Although most of the earlier studies on TF phosphorylation have been performed in reconstituted systems lacking chromatin, the present study examines the phosphorylation-mediated transcriptional regulation in the native chromatin environment. Our data emphasize the importance of the native chromatin structure for the dynamic regulation of FOXC2 recruitment to genomic DNA. Indeed, we show that the loss of phosphorylation is able to inhibit FOXC2 binding to consensus site DNA only in the context of native chromatin but not in reconstituted in vitro systems.
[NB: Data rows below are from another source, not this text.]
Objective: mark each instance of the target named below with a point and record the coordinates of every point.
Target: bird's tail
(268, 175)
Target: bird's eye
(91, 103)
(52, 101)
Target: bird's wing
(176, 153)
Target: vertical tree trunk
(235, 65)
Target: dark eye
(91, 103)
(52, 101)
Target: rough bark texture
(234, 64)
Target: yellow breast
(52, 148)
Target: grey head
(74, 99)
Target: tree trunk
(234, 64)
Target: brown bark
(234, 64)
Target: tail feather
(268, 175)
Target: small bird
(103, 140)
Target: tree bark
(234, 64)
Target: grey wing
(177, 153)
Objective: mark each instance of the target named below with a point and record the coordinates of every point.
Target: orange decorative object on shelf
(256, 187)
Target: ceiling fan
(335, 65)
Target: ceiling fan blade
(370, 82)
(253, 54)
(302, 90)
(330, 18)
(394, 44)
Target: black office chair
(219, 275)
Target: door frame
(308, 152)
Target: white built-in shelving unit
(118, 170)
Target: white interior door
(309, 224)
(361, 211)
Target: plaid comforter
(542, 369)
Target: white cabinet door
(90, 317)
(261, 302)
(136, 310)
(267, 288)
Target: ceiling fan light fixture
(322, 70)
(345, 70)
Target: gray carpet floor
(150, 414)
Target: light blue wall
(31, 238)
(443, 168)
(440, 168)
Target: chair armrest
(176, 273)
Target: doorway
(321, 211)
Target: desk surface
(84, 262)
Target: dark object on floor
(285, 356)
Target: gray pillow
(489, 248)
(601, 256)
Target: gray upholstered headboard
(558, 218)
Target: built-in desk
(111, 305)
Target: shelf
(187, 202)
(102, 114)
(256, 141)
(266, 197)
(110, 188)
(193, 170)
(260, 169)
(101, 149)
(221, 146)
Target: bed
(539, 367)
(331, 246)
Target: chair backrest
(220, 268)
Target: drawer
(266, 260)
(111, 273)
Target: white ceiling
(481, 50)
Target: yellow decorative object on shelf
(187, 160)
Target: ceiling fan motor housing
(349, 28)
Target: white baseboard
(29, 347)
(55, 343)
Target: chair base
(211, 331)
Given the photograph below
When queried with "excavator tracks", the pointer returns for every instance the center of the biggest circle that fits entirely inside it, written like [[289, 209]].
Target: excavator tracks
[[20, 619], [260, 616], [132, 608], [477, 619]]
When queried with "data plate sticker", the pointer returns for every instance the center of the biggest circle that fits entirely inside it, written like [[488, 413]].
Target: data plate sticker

Unlike most previous studies, which focused on the effects of TF phosphorylation on the transcription of individual genes, this study investigates the phosphorylation-mediated transcriptional regulation on a genome-wide scale. We used global gene expression profiling to identify the gene expression signature associated with the loss of FOXC2 phosphorylation and to demonstrate that phosphorylation can induce genome-wide changes in the FOXC2 transcriptional program. We further used ChIP-chip to examine how phosphorylation affects FOXC2 recruitment to target sites across the human genome. The ChIP-chip analysis revealed decreased recruitment of FOXC2 to target binding sites in response to the loss of phosphorylation, suggesting a mechanism underlying the observed changes in gene transcription. While comparing genomic occupancies of the overexpressed Myc-FOXC2 and its phosphorylation-deficient mutant, we took special care to exclude binding artifacts caused by TF overexpression. For this purpose, we discarded all nonphysiological binding sites through genomic interval intersection analysis and focused only on sites occupied by the endogenous FOXC2 in primary LECs. Consequently, we were able to define a global repertoire of physiologically relevant FOXC2 binding sites whose occupancy is regulated by phosphorylation (see Data set SA1 in the supplemental material.
Previously, it had been thought that TF phosphorylation acts as a simple on-off switch, either activating or inhibiting transcription. More recent studies have revealed that TFs are regulated in a graded mode by progressive phosphorylation at multiple sites (11). Although in this study all FOXC2 phosphorylation sites were simultaneously mutated to alanine, the phosphorylation-deficient mutations still had variable effects on the occupancies of individual binding sites across the genome (see Fig. S7 in the supplemental material). This finding suggests that the responses of individual binding sites to the loss of FOXC2 phosphorylation are DNA context dependent, adding an additional layer of complexity to the regulation of TF recruitment to chromatin that goes beyond the previously reported graded mode of regulation by progressive phosphorylation. According to the canonical enhanceosome theory, specific complexes between enhancer DNA elements and multiple TFs and coactivators distinguish the functional TF binding sites from their nonphysiological counterparts. Consequently, TFs occupy only a small and highly specific subset of potential DNA recognition motifs in the genome, thus allowing the establishment of dedicated transcriptional programs. Our results suggest an extension of this theory, where a carefully orchestrated network of context-dependent protein-DNA and protein-protein interactions also determines whether and how the occupancy of a binding site is affected by TF phosphorylation. This previously unsuspected mode of regulation provides a potential mechanism for selective modification of transcriptional programs during the cell cycle or in response to extracellular and intracellular signals. Such a mechanism would act more like a rheostat than a binary switch to dynamically and differentially regulate TF recruitment to the functionally relevant binding sites across the genome.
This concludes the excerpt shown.